What capabilities should our (event-based) automation have? (These requirements come from the CD and Dev sections.):
- Integrate with all the GitLab data primitives like MRs, Environments, etc.
- Support every GitLab deployment type and market segment.
- It can be optimized to run small tasks like a single function instead of a series of steps. This is important from a UX and cost optimization perspective as well.
- Example: Run a task on every label change or every comment of every issue within an organization.
- Allow modeling complex workflows that can not be described in a DAG. Preferably, it allows visualizing the workflow with possible branching, merging, and decisions. We want to support Petri-nets, not DAGs [1].
- Example: Deploy to staging. Run some tests. If everything is green, do X. If there are warnings, do Y. If there are errors, do Z. Visualize in a single pipeline definition.
- Support idempotency at the core. This allows well-behaving retries and timeout management.
- Example: Network error during a deployment or rollout.
- Support for long-running processes that need to wait for external triggers for any length of time without wasting resources, and the ability to pick up the task and route correctly (in pre-programmed ways) if needed.
- Example: Database migrations and related post-processing
- Support sub-flows with well-defined inputs and outputs to be passed around.
- Example: Coordinate jobs across projects or even across GitLab instances.
[1]: While I’m (Viktor N.) by no means an expert in workflow modeling, here are a few quotes and resources to introduce you to Petri-nets:
- “As DAGs are directed, it is impossible to define bi-directional coupling schemes between software components. DAGs are acyclic, so it is not feasible to explicitly define loops (while . . . do). A DAG only describes the behavior, but not the state of the system. DAGs generally describe only the workflow, and not the dataflow.” (source)
- DAGs can be seen as a subset of what Petri nets can represent.
- I have some familiarity (past experience from career) implementing ERP systems. They use Petri-net capable process modeling.
- Wikipedia article on Petri-nets
Stages with the most need
- Plan
- Continuous Delivery
- Core Platform (personal productivity)
- ...
What is AutoFlow
See #471880[AutoFlow_Poster.png] for a summary of the goals, concepts, technologies, and use cases AutoFlow is intended to solve.
Architectural blueprint: https://gitlab.com/gitlab-org/gitlab/-/tree/master/doc/architecture/blueprints/autoflow
Roadblocks
-
Alignment (and implementation) on a standard eventing approach that will scale across the platform.
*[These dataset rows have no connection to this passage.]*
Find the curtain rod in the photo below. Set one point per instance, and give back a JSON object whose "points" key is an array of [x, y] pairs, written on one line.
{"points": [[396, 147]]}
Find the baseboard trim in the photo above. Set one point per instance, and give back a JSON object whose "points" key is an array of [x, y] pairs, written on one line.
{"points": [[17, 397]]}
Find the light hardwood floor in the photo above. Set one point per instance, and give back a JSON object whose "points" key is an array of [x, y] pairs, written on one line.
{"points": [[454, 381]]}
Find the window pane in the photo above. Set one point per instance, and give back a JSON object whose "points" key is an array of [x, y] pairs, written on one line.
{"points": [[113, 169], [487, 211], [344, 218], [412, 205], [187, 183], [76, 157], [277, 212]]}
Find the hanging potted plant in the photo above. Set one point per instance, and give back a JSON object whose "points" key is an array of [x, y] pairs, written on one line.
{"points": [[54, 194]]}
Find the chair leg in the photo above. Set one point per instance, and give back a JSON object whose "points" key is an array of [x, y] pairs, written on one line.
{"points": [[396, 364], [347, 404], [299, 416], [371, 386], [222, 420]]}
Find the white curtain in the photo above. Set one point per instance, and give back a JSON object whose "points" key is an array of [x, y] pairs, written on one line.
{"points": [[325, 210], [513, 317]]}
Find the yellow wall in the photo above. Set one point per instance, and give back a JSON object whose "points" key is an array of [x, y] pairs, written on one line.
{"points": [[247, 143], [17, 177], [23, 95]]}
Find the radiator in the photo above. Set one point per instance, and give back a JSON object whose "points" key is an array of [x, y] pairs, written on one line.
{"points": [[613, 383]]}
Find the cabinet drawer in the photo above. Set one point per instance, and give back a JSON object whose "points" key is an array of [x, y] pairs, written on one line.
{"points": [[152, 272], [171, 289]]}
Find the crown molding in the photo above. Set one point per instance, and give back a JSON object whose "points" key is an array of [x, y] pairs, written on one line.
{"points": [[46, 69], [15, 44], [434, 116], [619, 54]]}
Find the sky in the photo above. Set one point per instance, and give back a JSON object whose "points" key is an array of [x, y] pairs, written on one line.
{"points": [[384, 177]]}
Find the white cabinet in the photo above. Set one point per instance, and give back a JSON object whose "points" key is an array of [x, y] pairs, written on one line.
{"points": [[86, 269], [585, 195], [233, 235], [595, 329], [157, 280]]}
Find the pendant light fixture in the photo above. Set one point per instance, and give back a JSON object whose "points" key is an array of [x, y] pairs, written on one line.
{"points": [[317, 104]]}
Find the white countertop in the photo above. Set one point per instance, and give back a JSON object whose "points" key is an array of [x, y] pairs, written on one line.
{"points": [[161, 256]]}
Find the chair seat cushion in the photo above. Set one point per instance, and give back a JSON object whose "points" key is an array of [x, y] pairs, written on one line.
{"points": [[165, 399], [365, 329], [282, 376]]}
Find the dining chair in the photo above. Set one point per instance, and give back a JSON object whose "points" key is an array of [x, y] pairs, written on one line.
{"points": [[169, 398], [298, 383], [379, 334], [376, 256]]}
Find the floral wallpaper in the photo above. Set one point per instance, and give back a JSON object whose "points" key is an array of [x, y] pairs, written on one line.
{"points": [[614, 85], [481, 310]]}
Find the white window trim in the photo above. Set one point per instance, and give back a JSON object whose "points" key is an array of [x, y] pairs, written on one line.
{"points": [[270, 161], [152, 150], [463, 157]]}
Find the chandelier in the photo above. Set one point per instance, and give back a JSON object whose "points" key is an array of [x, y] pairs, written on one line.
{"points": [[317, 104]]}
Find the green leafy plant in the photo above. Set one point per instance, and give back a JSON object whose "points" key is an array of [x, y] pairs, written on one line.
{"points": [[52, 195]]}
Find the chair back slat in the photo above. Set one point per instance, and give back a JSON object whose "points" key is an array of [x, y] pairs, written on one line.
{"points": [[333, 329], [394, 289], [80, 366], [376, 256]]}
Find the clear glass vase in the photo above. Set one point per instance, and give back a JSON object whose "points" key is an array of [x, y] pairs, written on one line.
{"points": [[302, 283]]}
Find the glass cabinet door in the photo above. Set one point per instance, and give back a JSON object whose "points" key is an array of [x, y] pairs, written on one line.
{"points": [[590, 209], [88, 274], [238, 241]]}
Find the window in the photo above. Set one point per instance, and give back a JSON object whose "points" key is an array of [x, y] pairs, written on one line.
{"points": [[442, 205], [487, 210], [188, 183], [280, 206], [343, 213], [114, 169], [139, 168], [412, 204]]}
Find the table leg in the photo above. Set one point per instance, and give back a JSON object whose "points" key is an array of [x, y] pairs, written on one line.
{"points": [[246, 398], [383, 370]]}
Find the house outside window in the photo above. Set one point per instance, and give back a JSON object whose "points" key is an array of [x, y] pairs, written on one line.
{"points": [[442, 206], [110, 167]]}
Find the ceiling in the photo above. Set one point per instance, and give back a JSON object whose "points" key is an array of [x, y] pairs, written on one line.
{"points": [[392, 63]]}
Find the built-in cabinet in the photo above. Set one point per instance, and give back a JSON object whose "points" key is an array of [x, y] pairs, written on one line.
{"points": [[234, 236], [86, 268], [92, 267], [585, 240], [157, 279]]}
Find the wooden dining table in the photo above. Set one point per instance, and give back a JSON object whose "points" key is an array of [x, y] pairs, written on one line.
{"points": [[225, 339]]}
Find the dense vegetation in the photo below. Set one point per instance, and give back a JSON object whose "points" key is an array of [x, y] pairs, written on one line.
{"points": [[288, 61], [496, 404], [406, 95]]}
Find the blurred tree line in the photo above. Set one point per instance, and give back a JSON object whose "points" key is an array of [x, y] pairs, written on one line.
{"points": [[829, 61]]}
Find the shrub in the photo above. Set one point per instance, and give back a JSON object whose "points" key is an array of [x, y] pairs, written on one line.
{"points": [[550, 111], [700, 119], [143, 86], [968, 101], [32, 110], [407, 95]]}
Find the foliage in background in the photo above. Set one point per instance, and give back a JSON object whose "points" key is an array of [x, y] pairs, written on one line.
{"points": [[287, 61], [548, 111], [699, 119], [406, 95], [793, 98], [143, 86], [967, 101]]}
Was there an outcome to https://handbook.gitlab.com/handbook/company/working-groups/event-stream/?
- Decision
- Documentation
- Drive awareness among product teams
- Reconcile overlapping solutions and have a concrete plan with a defined end date to consolidate them.
-
We have not aligned a solution for a scalable workflow engine.
- Decision
- Documentation
- Drive awareness among product teams
- Reconcile overlapping solutions and have a concrete plan with a defined end date to consolidate them.
-
If we do end up going with Temporal, it will require a significant investment from:
- Infrastructure to bundle Temporal with GitLab distributions by default. They do not have capacity until FY26.
- Resources/capacity to focus on the underlying BE logic for the workflow engine (~2-3 engineers)
- Resources/capacity to focus on integrating Temporal usage with GitLab's consumption pricing model (For SaaS) -- https://gitlab.com/gitlab-org/gitlab/-/issues/471718+
- Resources/capacity to build the core FE/UX/UI framework for AutoFlow, allowing any other product team to contribute quickly.